The Georgia General Assembly has allocated $4.4 million in funding to renovate Powell Hall, an interior restoration and adaptive reuse project to support Music Department functions. VSU Facilities Planning defined the scope of work and selected Dunwody/Beeland Architects Inc. of Macon and Flynn Finderup Architects of Marietta to design the plans and specifications and SC Barker Construction of Valdosta to serve as the general contractor.

Design began in October 2018. Powell Hall reopened to the university community in January 2021.

Before any design work begins, Sanderson said his team needed to do a thorough and comprehensive study to better understand the building’s history.

“We discovered that the original 1940 building had undergone multiple additions, renovations and uses over the decades that followed,” he explained.

Powell Hall’s most significant renovation took place in 1978 after the construction of the Odum Library on the South End main campus.

“Powell Hall’s original reading room became a multi-level conference room, and the book stack areas in each wing were converted into administrative space,” Sanderson added.

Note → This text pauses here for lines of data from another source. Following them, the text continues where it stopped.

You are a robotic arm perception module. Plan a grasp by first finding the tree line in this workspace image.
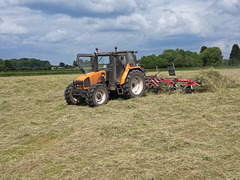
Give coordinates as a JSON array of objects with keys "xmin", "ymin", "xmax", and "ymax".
[
  {"xmin": 138, "ymin": 44, "xmax": 240, "ymax": 69},
  {"xmin": 0, "ymin": 44, "xmax": 240, "ymax": 71},
  {"xmin": 0, "ymin": 58, "xmax": 52, "ymax": 71}
]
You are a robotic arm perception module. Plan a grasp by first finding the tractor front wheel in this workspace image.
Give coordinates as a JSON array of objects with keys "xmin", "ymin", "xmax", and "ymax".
[
  {"xmin": 123, "ymin": 70, "xmax": 146, "ymax": 99},
  {"xmin": 86, "ymin": 84, "xmax": 109, "ymax": 107}
]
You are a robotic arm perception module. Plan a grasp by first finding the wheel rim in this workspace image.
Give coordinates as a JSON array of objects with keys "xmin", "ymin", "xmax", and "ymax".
[
  {"xmin": 131, "ymin": 76, "xmax": 143, "ymax": 95},
  {"xmin": 95, "ymin": 89, "xmax": 107, "ymax": 104}
]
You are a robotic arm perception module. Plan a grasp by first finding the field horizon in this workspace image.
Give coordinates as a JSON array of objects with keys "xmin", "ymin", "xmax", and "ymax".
[{"xmin": 0, "ymin": 69, "xmax": 240, "ymax": 179}]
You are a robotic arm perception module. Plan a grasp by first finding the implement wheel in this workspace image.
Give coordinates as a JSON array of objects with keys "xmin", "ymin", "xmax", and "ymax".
[
  {"xmin": 123, "ymin": 70, "xmax": 146, "ymax": 99},
  {"xmin": 86, "ymin": 84, "xmax": 109, "ymax": 107}
]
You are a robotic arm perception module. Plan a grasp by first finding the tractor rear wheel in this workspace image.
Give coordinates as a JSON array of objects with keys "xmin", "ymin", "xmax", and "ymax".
[
  {"xmin": 64, "ymin": 83, "xmax": 84, "ymax": 105},
  {"xmin": 123, "ymin": 70, "xmax": 146, "ymax": 99},
  {"xmin": 86, "ymin": 84, "xmax": 109, "ymax": 107}
]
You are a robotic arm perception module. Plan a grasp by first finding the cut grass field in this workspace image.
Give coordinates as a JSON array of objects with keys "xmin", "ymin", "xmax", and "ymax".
[{"xmin": 0, "ymin": 69, "xmax": 240, "ymax": 179}]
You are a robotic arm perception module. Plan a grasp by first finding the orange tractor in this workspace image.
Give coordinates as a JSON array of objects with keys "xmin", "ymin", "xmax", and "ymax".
[{"xmin": 64, "ymin": 47, "xmax": 146, "ymax": 107}]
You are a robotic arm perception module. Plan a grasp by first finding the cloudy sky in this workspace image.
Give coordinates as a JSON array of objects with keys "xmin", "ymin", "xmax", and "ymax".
[{"xmin": 0, "ymin": 0, "xmax": 240, "ymax": 65}]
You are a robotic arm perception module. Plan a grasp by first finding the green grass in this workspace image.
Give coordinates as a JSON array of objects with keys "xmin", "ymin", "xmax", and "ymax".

Sanderson said the biggest challenge of the Powell Hall renovation project was converting the former large, high-volume reading room into a recital hall. He said the original function was not originally intended to transmit and project sound. A library reading room is actually designed to do the exact opposite.

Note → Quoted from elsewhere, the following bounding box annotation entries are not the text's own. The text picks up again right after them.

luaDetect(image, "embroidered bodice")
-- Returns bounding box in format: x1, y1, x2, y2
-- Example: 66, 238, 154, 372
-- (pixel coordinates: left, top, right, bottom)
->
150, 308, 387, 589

“To develop the space to suit its new function, the acoustics had to be refined through a carefully designed application of absorbent roof panels and clear acrylic reflector panels suspended above the new stage,” said- he explained. “Adjustable wall panels were added between the windows. Adjustable wall panels allow users to alter the acoustic characteristics of the space to accommodate small bands, large ensembles, brass ensembles, or string quartets.

Prior to the Powell Hall renovation project, the only on-campus performance space available to the music department was the Whitehead Auditorium in the Fine Arts Building, said trombone professor Dr. Doug Farwell, executive director of the Valdosta Symphony Orchestra and former head of the Music Department. The new recital hall makes it easier for faculty and students to schedule recitals that do not conflict with other performing arts activities on campus.

“The redesign of Powell Hall has created a beautiful new collaborative and creative space for teaching, practice and performance for our students, faculty and visiting artists,” said A. Blake Pearce, Dean of the College of the Arts. . “We were fortunate to be able to design a space that recognized the historical significance of the building and met the many requirements for a contemporary music center to operate effectively.

“We are proud to be the new tenant of this great building and look forward to being the next chapter in Powell Hall’s legacy. We hope this building will serve as a point of pride for the university, for the region and for all citizens of the State of Georgia.